Mandu-gwa
- Type: Yumil-gwa
- Place of origin: Korea
- Associated cuisine: Korean cuisine
- Main ingredients: Wheat flour, jujube, cinnamon powder, honey
- Ingredients generally used: Sesame oil, ginger juice, cheongju

Korean name
- Hangul: 만두과
- Hanja: 饅頭菓
- RR: mandugwa
- MR: mandugwa
- IPA: [man.du.ɡwa]

= Mandu-gwa =

Korean sweet dumpling

Mandu-gwa is a Korean sweet dumpling filled with sweetened ingredients and coated with jocheong (rice syrup). It is a type of yumil-gwa, a deep-fried hangwa (Korean confection) made with wheat flour. Mandu means "dumplings" and gwa means "confection". Mandu-gwa is typically eaten as a dessert or bamcham (late-night snack).

== Preparation ==

The dough is prepared by sifting wheat flour and kneading it with sesame oil, honey, ginger juice and clear, refined rice wine known as cheongju.
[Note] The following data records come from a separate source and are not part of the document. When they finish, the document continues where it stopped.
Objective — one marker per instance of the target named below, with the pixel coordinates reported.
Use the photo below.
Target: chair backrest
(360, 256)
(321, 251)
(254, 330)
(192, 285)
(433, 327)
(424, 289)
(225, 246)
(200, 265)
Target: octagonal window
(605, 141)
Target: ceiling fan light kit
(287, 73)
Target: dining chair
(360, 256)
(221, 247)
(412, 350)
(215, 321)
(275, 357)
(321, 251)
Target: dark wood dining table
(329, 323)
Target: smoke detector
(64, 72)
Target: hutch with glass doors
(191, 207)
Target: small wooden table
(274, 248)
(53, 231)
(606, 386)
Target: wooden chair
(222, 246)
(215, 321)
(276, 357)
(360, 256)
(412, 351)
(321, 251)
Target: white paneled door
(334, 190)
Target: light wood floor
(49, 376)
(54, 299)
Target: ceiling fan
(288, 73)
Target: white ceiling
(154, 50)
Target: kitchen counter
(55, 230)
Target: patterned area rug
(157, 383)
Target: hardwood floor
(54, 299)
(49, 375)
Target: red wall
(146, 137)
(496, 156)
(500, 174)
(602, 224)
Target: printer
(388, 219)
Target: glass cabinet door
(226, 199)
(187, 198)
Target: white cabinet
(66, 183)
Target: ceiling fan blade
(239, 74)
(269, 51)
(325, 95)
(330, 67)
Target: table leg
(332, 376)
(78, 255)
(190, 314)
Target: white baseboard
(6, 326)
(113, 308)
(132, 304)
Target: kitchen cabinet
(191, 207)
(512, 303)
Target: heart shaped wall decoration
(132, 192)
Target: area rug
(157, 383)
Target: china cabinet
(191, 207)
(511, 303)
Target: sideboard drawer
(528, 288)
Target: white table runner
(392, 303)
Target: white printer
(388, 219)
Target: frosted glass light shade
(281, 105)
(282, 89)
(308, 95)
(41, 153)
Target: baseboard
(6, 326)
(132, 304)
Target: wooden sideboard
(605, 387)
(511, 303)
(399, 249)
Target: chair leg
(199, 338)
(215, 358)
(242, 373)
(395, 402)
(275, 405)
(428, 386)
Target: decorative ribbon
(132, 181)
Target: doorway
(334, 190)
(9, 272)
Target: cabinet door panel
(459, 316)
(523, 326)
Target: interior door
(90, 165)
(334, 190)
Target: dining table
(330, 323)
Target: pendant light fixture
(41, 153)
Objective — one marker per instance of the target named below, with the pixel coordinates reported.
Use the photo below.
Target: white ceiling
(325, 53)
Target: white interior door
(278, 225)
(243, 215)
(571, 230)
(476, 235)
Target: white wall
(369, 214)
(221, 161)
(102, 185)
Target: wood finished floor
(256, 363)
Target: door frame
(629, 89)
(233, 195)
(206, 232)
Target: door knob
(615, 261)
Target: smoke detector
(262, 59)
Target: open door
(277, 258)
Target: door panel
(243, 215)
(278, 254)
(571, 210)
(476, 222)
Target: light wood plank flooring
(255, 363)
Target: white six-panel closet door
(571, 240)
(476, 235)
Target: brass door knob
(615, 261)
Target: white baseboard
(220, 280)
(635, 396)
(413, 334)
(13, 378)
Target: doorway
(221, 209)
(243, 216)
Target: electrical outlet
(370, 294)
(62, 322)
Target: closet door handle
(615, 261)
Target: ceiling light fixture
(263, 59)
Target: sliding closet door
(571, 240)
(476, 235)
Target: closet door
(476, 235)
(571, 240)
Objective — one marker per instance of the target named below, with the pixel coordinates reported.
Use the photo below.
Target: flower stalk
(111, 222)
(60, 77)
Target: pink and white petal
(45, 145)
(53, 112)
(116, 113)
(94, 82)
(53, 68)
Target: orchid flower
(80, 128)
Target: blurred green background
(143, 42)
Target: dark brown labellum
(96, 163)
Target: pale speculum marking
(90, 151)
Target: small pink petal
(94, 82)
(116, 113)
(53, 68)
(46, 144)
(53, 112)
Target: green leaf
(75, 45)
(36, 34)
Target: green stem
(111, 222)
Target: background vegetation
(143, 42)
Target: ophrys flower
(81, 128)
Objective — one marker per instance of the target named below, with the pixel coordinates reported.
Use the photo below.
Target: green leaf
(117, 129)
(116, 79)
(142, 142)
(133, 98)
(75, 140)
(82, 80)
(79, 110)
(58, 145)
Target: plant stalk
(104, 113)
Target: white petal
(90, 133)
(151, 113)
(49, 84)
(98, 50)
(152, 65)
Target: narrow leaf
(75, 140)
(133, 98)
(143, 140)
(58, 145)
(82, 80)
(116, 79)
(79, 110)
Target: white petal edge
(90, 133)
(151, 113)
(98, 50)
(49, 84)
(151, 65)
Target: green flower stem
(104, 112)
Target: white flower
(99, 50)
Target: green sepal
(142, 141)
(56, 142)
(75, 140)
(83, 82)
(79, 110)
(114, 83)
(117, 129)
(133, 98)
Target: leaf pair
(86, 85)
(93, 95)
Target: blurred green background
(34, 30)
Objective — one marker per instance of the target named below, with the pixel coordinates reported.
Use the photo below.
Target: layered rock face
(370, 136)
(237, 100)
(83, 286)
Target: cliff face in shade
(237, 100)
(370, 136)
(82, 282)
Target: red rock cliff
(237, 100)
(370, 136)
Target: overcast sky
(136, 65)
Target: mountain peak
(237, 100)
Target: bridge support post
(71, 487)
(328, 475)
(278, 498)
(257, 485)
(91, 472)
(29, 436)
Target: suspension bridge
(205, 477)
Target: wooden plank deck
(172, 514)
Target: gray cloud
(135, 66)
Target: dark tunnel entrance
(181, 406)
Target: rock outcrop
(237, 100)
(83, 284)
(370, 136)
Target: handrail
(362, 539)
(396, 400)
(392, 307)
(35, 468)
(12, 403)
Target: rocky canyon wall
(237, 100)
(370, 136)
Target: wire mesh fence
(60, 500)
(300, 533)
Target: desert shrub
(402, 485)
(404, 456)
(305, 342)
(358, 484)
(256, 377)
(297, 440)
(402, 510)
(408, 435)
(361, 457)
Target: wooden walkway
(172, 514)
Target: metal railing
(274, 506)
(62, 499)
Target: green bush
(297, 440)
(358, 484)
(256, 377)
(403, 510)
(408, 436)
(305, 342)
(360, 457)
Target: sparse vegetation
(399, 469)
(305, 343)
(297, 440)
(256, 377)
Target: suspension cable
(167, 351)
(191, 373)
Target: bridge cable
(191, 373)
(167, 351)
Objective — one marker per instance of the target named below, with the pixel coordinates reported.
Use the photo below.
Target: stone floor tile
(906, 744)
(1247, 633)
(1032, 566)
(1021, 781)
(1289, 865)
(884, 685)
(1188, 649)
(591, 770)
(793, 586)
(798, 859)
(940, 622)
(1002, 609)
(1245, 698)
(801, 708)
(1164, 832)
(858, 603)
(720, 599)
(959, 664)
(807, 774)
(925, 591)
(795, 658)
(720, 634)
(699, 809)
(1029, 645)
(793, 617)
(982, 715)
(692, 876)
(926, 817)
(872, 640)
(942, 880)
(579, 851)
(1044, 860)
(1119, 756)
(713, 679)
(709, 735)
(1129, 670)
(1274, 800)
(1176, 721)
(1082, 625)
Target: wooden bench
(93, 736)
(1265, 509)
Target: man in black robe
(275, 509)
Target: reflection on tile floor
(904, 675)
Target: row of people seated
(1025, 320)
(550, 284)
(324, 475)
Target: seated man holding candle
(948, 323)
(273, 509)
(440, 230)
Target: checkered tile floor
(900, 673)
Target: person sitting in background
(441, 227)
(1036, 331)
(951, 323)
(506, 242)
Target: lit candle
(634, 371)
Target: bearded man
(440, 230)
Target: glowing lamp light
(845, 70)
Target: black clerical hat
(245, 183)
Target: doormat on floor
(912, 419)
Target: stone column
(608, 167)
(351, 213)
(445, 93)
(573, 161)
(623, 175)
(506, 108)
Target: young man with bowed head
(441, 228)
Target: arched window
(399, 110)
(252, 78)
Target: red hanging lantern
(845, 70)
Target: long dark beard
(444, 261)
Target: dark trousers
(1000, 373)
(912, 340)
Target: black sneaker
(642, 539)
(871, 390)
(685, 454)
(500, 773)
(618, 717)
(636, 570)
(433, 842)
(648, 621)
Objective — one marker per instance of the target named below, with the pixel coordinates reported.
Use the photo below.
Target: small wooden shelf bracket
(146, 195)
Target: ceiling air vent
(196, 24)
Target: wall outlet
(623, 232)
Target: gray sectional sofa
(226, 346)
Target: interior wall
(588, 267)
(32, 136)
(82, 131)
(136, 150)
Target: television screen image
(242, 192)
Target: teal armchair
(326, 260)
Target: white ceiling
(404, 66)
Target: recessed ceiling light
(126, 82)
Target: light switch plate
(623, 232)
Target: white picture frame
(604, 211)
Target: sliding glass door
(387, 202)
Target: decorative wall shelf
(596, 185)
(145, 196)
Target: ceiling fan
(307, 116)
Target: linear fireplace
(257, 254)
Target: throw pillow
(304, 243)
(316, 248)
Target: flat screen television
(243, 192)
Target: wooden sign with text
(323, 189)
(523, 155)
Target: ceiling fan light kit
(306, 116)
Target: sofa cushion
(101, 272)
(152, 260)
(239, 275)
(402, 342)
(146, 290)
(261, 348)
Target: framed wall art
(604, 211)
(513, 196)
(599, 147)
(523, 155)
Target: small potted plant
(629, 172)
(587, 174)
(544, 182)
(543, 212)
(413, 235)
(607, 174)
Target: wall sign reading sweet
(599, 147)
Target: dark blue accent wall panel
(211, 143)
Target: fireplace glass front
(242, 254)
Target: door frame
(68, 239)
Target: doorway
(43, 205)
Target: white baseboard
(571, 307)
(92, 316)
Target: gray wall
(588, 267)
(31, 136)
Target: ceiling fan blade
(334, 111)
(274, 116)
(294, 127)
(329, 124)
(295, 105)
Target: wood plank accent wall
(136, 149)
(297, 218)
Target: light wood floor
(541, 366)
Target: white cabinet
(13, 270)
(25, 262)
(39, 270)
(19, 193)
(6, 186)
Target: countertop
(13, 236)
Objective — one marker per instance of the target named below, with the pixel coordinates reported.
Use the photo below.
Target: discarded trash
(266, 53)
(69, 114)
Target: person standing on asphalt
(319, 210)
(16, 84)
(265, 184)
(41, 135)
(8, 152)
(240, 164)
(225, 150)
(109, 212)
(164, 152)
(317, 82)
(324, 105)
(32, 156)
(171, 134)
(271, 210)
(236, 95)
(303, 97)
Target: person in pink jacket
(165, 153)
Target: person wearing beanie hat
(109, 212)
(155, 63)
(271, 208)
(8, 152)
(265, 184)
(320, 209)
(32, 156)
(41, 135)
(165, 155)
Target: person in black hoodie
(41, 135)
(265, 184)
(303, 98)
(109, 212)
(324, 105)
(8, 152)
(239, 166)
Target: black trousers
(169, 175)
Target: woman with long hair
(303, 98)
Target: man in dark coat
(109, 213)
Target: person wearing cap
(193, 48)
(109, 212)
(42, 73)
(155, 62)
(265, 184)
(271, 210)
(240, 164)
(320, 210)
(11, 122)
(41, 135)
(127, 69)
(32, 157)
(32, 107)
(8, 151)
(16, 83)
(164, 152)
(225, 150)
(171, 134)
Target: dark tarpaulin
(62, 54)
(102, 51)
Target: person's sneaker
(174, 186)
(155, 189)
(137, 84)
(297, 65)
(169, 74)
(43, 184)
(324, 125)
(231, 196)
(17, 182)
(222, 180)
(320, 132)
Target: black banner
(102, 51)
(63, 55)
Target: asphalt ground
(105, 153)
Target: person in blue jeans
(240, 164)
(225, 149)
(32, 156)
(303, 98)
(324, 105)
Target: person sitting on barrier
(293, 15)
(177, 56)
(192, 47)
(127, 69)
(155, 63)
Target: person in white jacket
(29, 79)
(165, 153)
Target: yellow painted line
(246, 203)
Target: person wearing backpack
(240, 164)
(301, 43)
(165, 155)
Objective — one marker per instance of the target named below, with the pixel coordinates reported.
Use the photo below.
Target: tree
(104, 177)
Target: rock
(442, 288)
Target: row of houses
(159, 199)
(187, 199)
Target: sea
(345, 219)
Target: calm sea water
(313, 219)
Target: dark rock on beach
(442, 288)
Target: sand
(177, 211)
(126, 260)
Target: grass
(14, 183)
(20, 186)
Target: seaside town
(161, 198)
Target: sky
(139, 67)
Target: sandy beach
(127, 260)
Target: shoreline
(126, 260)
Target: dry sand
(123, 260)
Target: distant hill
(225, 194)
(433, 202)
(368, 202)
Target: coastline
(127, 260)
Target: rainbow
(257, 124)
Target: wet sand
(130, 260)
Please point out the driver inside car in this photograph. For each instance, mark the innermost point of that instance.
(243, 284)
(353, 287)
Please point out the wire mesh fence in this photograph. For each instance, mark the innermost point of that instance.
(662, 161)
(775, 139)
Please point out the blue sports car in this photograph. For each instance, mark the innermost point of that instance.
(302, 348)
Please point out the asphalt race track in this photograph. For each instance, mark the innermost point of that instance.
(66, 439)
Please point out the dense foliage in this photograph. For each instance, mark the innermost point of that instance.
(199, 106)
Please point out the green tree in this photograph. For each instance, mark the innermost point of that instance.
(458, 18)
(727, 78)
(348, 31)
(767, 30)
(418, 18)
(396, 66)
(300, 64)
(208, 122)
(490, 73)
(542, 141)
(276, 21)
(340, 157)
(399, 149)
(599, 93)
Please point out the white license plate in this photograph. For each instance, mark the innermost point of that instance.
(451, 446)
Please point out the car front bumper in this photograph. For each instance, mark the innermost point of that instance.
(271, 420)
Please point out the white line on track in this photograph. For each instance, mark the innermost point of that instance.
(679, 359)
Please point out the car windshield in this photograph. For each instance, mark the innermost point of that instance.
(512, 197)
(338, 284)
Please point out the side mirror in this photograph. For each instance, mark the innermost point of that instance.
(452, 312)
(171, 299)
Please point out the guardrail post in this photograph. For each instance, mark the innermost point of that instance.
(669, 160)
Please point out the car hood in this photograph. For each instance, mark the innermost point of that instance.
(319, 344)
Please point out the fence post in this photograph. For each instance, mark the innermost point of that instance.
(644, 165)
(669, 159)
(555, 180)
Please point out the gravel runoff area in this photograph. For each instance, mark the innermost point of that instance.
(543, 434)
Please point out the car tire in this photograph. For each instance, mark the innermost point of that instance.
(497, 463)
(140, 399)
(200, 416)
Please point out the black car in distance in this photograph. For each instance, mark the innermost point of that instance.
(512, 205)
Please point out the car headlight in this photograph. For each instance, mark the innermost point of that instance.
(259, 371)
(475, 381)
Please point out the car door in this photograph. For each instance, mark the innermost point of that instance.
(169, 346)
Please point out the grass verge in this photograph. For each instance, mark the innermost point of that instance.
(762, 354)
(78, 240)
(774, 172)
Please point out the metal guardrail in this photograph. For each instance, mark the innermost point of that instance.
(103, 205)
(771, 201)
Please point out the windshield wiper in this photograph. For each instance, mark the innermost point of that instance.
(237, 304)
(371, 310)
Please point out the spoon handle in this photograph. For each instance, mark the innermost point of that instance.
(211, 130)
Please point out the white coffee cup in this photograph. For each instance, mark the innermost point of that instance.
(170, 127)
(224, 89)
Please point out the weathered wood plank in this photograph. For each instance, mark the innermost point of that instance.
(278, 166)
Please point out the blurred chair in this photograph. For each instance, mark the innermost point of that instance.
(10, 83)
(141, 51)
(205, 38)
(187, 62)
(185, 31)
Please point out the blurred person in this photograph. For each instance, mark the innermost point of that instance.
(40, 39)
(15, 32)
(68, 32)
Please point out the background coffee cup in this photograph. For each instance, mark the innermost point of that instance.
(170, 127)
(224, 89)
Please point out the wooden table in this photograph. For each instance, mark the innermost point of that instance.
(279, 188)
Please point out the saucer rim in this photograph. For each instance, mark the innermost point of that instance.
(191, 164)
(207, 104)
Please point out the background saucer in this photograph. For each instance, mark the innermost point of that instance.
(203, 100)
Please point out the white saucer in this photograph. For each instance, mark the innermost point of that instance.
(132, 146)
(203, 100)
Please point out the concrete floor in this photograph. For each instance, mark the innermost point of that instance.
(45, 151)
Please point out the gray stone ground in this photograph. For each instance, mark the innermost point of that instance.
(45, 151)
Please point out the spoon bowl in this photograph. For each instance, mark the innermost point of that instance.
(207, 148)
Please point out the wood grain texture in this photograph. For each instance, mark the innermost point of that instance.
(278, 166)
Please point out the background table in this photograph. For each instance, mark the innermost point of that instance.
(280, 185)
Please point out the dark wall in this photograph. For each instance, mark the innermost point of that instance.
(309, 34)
The filling is usually made by mixing steamed, deseeded and minced jujube, cinnamon powder and honey. Only a small amount of filling is put on a flattened piece of dough. The covering should be thick, to prevent the confectionery from bursting out after it is deep-fried. After frying the dough, the dumpling is marinated in jocheong (rice syrup).